Fibrates include gemfibrozil, clofibrate, bezafibrate,
ciprofibrate and fenofibrate. Fibrates bind to peroxisome
proliferator-activated receptor alpha (PPARα) to stimulate the expression and
activity of LPL, thereby reducing VLDL triglycerides by increasing their hydrolysis.
They also promote changes in LDL composition, which render it less atherogenic,
and enhance fibrolysis. They cause mild gastrointestinal disorders in 5–10% of
patients, and can potentially cause muscle toxicity and renal failure if
combined with HMG-CoA reductase inhibitors or excessive alcohol use.
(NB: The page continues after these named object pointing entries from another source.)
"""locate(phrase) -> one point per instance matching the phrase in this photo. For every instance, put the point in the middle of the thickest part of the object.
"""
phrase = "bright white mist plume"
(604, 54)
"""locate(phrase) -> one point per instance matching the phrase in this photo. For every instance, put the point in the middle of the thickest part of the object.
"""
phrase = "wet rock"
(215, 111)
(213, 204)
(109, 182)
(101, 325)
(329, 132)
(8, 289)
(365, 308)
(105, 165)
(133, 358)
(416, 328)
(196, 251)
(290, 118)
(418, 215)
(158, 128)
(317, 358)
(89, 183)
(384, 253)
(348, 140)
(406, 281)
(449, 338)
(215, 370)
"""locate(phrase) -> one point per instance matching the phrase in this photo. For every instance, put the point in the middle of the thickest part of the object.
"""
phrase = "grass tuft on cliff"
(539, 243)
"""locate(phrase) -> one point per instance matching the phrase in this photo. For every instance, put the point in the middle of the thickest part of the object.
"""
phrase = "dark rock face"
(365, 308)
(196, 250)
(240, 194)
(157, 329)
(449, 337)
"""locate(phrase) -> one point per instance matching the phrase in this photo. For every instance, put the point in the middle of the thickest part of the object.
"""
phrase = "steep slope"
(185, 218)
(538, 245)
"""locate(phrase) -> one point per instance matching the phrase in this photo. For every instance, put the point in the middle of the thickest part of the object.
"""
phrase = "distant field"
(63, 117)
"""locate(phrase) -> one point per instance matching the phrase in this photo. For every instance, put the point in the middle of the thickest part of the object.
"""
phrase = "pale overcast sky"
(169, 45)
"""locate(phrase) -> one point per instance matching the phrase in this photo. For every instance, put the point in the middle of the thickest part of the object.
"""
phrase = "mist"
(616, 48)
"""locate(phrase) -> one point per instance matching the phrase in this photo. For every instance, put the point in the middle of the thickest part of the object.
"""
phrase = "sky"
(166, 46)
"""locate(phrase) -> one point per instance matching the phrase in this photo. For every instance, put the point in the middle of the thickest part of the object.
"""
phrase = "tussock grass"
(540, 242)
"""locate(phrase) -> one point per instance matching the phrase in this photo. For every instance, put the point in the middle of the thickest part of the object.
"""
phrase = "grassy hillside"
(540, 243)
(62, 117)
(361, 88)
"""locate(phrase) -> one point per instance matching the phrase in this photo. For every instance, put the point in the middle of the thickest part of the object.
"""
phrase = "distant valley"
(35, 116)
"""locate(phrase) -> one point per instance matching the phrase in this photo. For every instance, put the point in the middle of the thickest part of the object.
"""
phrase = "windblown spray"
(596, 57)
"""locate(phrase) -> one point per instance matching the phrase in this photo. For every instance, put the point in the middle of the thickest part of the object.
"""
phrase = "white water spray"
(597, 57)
Bile acid sequestrants: bile
acids are synthesized from cholesterol in the liver, and cycle between the
liver and intestine (enterohepatic recirculation). Cholestyramine and cholestipol
are exchange resins that bind and trap bile acids in the intestine,
increasing their excretion. This enhances hepatic bile acid synthesis and
cholesterol utilization. The resulting depletion of hepatic cholesterol causes
an upregulation of LDL receptors, increasing the clearance of LDL-C from the
plasma. Bile acid sequestrants cause little systemic toxicity because they are
not absorbed. However, they must be taken in large amounts (up to 30 g/day) and
cause gastrointestinal side effects such as emesis, diarrhoea and reflux
oesophagitis, so are rarely used.
Ezetimibe reduces
absorption of dietary cholesterol by inhibiting the functioning of NPC1L1. This
reduces the plasma concentration and hepatic uptake of chylomicrons. The liver
responds to this by expressing more LDL receptors to maintain its cholesterol uptake, and
plasma LDL-C levels fall by ∼15%. Ezetimibe,
widely used together with statins, is a controversial drug, as the ENHANCE
(2008) and ARBITER 6 (2009) studies showed that this combination was no better
than a statin alone in reducing plaque progression, whereas a statin–niacin
combination was.
Anacetrapib simultaneously
lowers plasma LDL-C and strongly increases HDL-C by inhibiting CETP, and is
currently in Phase 3 trials for treatment of atherosclerosis.